How to lead a more minimalist lifestyle – words Alexa Wang

Minimalism is a lifestyle trend that’s spread like wildfire during the last few years. The philosophy of minimalist living — which calls for paring down your possessions until only the essentials are left — has struck a chord with people of all cultures and generations.

If you like the sound of decluttering your home and freeing up room in your life for the things that truly matter, then you’d be well advised to give minimalism a go. Don’t worry — this doesn’t involve shaving your head and denouncing material possessions. Just follow these tips for living a more minimalist lifestyle to benefit from the upsides of a decluttered home without having to give up anything you love.


Sort through your stuff

The first step to a more minimalist lifestyle is getting rid of the things you don’t use. We all accumulate plenty of possessions over the years, and it’s easy to lose track of what you actually use unless you regularly declutter.

If you’ve got a whole house to sort through, it’s going to take a while to get from top to bottom. Before you begin, it’s important to decide how you’re going to approach the process: all at once or little by little.

The ‘all at once’ method of decluttering — which was popularised by Ryan Nicodemus in a blog post on The Minimalists — involves packing everything you own into boxes as if you were moving home. Then live your life as normal, only unpacking items when you need them. After a month, get rid of everything still in the boxes (apart from essentials like important documents and family heirlooms, of course).

The ‘little by little’ approach, on the other hand, involves tackling clutter a bit at time. Each day, pick a manageable space like a drawer or shelf and spend half an hour or so decluttering just that. This method can help you from getting overwhelmed and giving up.

No matter which approach you choose, make sure you consider each item individually — have you used it in the last six months and are you likely to use it in the next? If not, get rid of it.

Bin, donate, or sell

During the decluttering process, you’re sure to end up with a mountain of things you no longer want. If you don’t deal with these immediately, it’s easy for them to turn back into clutter, so it’s crucial you break them into three categories: bin, donate, or sell.

Bin (or recycle, if you can) anything that you no longer want and wouldn’t be of any value to anyone else, such as threadbare clothes.

Donate the things that are still perfectly fine, but you don’t have any use for anymore. Ask friends and family if they want to give them a new lease of life. If not, use the Charity Retail Association’s charity shop locator to find a local branch where you can donate your unwanted items.

If you’re getting rid of something you think is valuable, it’s well worth your time selling it. There’s plenty of businesses willing to pay good money for unwanted jewellery, musical instruments, and designer clothes, so get quotes for anything you think might be worth a bit of money. Just make sure you go through a reputable retailer like H&T, which has stores all around the country you can sell your items in after you’ve had it valued online through its sell your unwanted items service.

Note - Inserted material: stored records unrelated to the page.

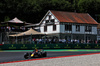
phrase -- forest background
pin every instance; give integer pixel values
(32, 11)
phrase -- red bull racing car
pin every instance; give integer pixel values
(35, 54)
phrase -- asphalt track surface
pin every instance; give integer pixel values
(17, 56)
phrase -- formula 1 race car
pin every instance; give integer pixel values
(35, 54)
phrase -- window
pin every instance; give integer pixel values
(88, 28)
(68, 27)
(47, 21)
(49, 17)
(54, 27)
(77, 27)
(45, 28)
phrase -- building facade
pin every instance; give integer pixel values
(98, 32)
(69, 25)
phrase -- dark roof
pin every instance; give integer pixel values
(98, 26)
(72, 17)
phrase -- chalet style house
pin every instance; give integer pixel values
(69, 25)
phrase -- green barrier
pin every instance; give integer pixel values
(48, 46)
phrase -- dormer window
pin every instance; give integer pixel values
(77, 27)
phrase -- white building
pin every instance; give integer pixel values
(69, 25)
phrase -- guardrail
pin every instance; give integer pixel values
(48, 46)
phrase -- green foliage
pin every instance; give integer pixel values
(32, 11)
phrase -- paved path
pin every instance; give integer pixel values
(16, 56)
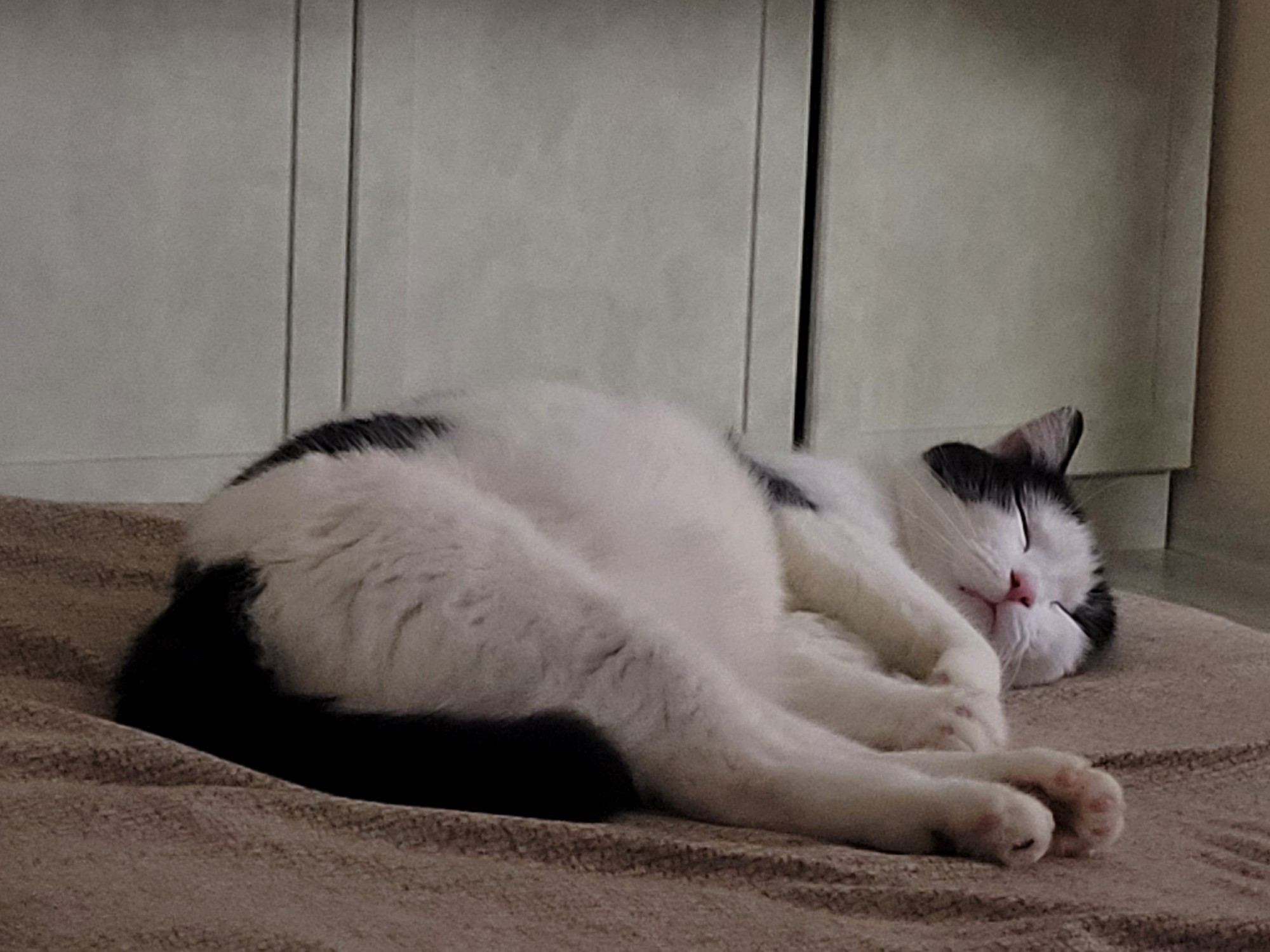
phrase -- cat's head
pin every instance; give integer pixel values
(1003, 539)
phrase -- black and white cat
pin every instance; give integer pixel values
(553, 604)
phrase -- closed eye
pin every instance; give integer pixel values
(1023, 521)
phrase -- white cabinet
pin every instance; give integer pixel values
(144, 196)
(1012, 220)
(571, 191)
(224, 220)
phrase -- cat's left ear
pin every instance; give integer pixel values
(1048, 441)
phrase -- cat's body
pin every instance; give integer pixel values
(557, 604)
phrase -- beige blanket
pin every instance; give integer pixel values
(115, 840)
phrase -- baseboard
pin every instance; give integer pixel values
(1128, 513)
(159, 479)
(1213, 519)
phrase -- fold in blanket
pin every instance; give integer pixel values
(111, 838)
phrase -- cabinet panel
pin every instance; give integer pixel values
(144, 188)
(1013, 211)
(561, 191)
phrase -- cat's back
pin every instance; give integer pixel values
(645, 494)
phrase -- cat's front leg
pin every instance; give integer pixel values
(830, 677)
(835, 571)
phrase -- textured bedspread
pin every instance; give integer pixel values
(116, 840)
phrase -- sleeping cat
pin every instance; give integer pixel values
(548, 602)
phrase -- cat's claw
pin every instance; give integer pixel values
(952, 719)
(973, 667)
(995, 823)
(1088, 804)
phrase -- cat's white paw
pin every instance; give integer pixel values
(973, 666)
(995, 823)
(949, 719)
(1088, 804)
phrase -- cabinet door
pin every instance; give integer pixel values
(568, 191)
(144, 192)
(1012, 220)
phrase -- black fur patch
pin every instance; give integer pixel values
(378, 432)
(1097, 618)
(195, 676)
(779, 489)
(975, 475)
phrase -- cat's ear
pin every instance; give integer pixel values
(1048, 441)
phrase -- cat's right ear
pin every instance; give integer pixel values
(1048, 441)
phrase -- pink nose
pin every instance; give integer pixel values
(1020, 591)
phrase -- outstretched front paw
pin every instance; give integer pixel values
(975, 667)
(952, 719)
(1088, 804)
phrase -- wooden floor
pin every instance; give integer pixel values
(1236, 591)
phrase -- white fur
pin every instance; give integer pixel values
(558, 549)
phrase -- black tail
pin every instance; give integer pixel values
(195, 676)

No matter what you choose to do with your unwanted items, make sure you get them out of your house as fast as possible to maintain the momentum and prevent them from turning into clutter again.

Change your shopping habits

All the effort you’ve gone through to streamline your home with minimalist design will go to waste if you fill it back up with clutter within a few months. That’s why it’s important to adjust your shopping habits if you want to reap the benefits of a minimalist lifestyle for years to come.

A simple rule of thumb to follow is to never buy anything on a whim. Your cupboards can quickly start overflowing with things you never use if you buy things without thinking about whether or not you need them. To help prevent this, give yourself a bit of breathing space with every purchase. If you fall in love with a pair of shoes or decide you have to have the latest gadget or gizmo, wait at least 24 hours before you go through with the purchase. If you still want it after carefully considering whether you actually need it, go ahead and buy it. Otherwise, it might be a good idea to leave it — your cupboards and your bank account will thank you for it later.

Follow these tips if you want to follow a more minimalist lifestyle and make it easier to maintain a tidy house. They’ll help you cut the clutter and make room for the things that matter in no time.